To find out, we can keep only the rows where the Country
is 'France'
, and then use value_counts
on the Region
column:
(
df
.loc[lambda df_: df_['Country'] == 'France']
['Region']
.value_counts(normalize=True)
)
I used loc
and lambda
here; when the function that we create with lambda
is invoked, it returns boolean series that loc
uses to keep only a subset of the rows – those describing French wines. We can then ask for just the Region
column, and then invoke value_counts
on it. Here, I passed normalize=True
to value_counts
, which returns percentages rather than absolute numbers:
Region
Bordeaux 0.538889
Burgundy 0.277778
Champagne 0.050000
Rhône 0.047222
Cognac 0.038889
Loire Valley 0.016667
Alsace 0.016667
France 0.008333
Southwest France 0.005556
Name: proportion, dtype: float64
We can thus see that of the French wines stored in the UK's cellar, more than half are from Bordeaux.

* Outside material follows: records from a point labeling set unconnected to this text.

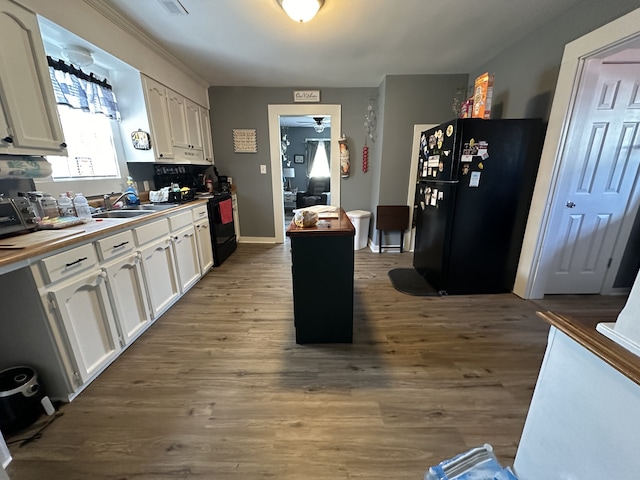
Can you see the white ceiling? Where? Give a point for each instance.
(350, 43)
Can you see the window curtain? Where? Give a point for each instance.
(78, 90)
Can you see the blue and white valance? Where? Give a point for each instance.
(76, 89)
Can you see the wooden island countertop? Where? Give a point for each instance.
(325, 227)
(21, 250)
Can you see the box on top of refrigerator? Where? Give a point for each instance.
(482, 96)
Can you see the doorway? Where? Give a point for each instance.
(539, 247)
(276, 112)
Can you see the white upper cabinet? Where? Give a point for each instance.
(29, 120)
(176, 124)
(158, 111)
(207, 142)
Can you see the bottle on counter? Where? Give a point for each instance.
(82, 207)
(65, 205)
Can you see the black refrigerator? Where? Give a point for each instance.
(473, 192)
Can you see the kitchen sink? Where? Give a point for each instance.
(153, 207)
(122, 213)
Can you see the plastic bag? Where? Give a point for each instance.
(305, 218)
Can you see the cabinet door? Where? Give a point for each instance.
(31, 124)
(194, 131)
(207, 142)
(177, 119)
(205, 251)
(160, 275)
(128, 296)
(85, 313)
(186, 253)
(157, 109)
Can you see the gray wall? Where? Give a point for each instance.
(526, 73)
(297, 137)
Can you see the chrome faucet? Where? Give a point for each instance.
(108, 205)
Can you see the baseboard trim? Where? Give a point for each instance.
(257, 240)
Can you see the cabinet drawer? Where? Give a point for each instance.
(150, 231)
(180, 220)
(115, 245)
(65, 264)
(199, 213)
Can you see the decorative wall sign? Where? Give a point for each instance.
(309, 96)
(244, 140)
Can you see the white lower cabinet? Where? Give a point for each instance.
(128, 296)
(160, 275)
(84, 312)
(79, 308)
(185, 250)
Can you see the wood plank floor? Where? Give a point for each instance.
(218, 389)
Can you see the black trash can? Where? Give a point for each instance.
(20, 398)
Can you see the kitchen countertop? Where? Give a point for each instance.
(24, 251)
(325, 227)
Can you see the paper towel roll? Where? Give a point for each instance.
(24, 167)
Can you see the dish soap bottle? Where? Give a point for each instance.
(82, 207)
(65, 206)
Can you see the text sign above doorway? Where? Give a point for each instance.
(306, 96)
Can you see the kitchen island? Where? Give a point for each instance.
(74, 299)
(583, 419)
(322, 259)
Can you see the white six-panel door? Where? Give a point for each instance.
(603, 150)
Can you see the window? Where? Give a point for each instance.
(90, 146)
(320, 162)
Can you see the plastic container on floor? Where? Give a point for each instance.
(476, 464)
(360, 220)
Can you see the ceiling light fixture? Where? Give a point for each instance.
(301, 10)
(78, 56)
(318, 127)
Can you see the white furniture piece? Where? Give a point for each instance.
(125, 282)
(70, 313)
(180, 128)
(185, 249)
(583, 420)
(158, 265)
(29, 123)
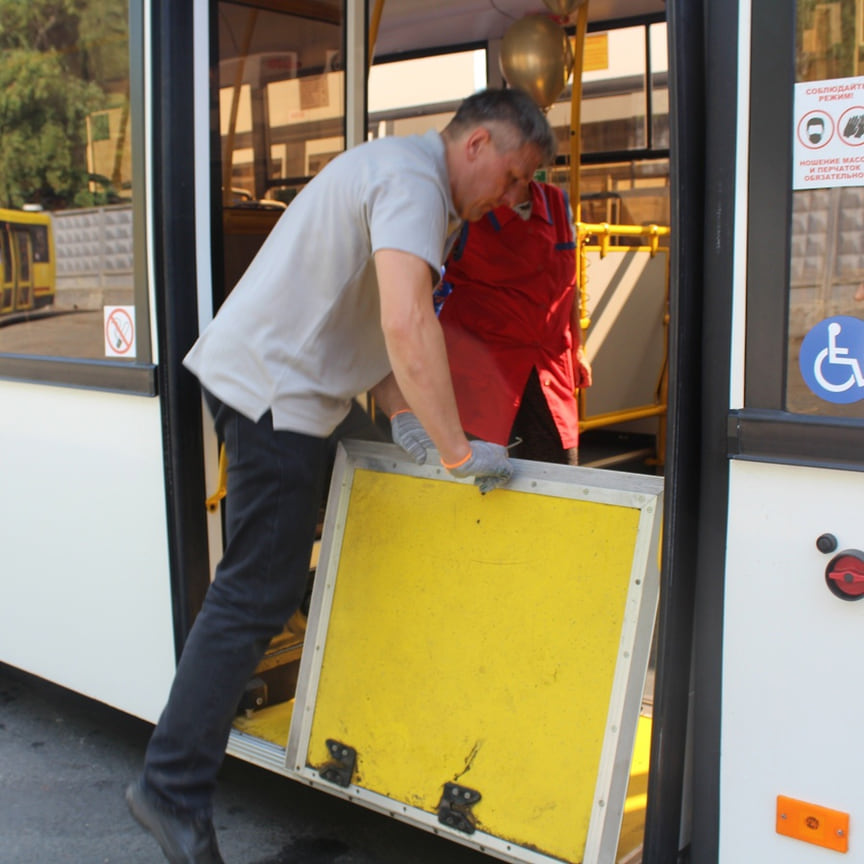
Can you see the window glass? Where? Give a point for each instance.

Only 5 percent are from Champagne, so they might not be celebrating at these events as much as you thought.
If you aren't comfortable hard-coding 'France'
as the country, you can calculate the most-common country by invoking mode
, which returns the most frequent value in the series:
(
df
.loc[lambda df_: df_['Country'] == df['Country'].mode().iloc[0] ]
['Region']
.value_counts(normalize=True)
)
Notice that we can't just compare the result of mode
with the Country
column. That's because it returns a series – normally containing one element, but if multiple elements appear the same number of times, then they'll all appear. I use iloc
here to retrieve just the first one.